Hallyu, was first initiated by mega-hit drama “Winter Sonata,” which has been popular in Asia since the early 2000s.
Though the trend seemed to wane in the past few years, it has been bouncing back recently on the strength of the country’s unique pop music and films.
Hallyu is projected to get a further boost as it has been diversified to the country’s cuisine and information technology, with target nations including to the United States and China.
Screen captures of the Korea.com website. (Korea.com)
Despite the huge number of overseas hallyu fans and their demand for information on Korea, however, there has been a constant lack of English content on hallyu.
A lot of Korean portal and entertainment websites, even those operated by top entertainment firms such as YG entertainment and JYP Entertainment, mostly offer content in Korean, which has been frustrating a lot of foreign users.
Korea.com is aiming to resolve such a shortage of English content on Korea, said Korea.com Communications, a subsidiary of local energy firm Daesung Group which operates the site.
“We have been seeing a lot of foreign fans showing a big interest in hallyu and Korea.
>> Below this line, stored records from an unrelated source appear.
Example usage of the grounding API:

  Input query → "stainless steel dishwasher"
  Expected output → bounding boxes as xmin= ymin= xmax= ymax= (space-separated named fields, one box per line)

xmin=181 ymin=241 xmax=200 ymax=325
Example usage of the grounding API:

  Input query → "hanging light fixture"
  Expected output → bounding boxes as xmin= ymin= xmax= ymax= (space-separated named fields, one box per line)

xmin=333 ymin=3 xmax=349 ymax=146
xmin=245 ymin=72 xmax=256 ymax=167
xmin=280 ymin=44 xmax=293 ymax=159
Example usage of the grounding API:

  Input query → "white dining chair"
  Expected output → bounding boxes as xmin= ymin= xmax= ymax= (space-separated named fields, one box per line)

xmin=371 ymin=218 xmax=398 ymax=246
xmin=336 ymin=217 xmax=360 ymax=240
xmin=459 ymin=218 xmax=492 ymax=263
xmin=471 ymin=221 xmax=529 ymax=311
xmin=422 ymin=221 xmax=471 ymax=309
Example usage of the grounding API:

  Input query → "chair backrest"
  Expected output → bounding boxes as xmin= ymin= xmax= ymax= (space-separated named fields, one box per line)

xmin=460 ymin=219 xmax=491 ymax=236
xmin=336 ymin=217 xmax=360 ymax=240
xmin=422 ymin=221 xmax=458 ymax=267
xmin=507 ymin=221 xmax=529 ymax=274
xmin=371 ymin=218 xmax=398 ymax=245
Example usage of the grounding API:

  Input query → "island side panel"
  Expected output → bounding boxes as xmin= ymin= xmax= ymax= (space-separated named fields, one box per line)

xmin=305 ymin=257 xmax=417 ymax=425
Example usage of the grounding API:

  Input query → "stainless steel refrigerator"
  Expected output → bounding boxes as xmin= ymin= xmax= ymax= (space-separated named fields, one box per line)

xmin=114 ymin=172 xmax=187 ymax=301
But the problem is that there are just not enough contents available for them to consume,” Kim Nam-jung, the firm’s communications manager, told The Korea Herald.
“Without producing more contents on Korean celebrities and culture in foreign languages including English, Japanese and Chinese, hallyu cannot branch out further to the world.”
The new website has got off to a good start. It has drawn over 500,000 page views as of October, just two months after opening, and already tops most search engine results on the keyword “Korea,” according to the company.
The firm attributes its success to its quality, original English content and good accessibility.
The site specializes in offering diverse information on Korea’s culture and IT, which are two areas that foreign nationals have the biggest interest in. Stories come from in-house writers as well as associate writers who work from abroad.
Currently, around 20 correspondents from countries including Singapore and the U.S., regularly contribute their stories to the site, offering different perspectives on hallyu, the firm said.
Convenient access to the website from other media is another factor, the company said.
Korea.com is linked with major social networking services including Facebook and Twitter which largely helped it raise awareness among users online.
Yet alongside offering quality services to users, the website is ambitiously seeking profit-making businesses at the same time, it said.
“Whereas the contents on hallyu are provided as a service to users, we are looking for business opportunities in medical tourism and IT sectors mostly in a business-to-business format,” Kim said.
The company is already in the planning stage for such projects, which will be launched next year in collaboration with top local industry players, she added.
To keep up the momentum of expansion, meanwhile, the firm is planning to introduce a Chinese version of the Korea.com website in the near future. It has selected the language as the potential for hallyu in the communist state is likely to be enormous, Kim said.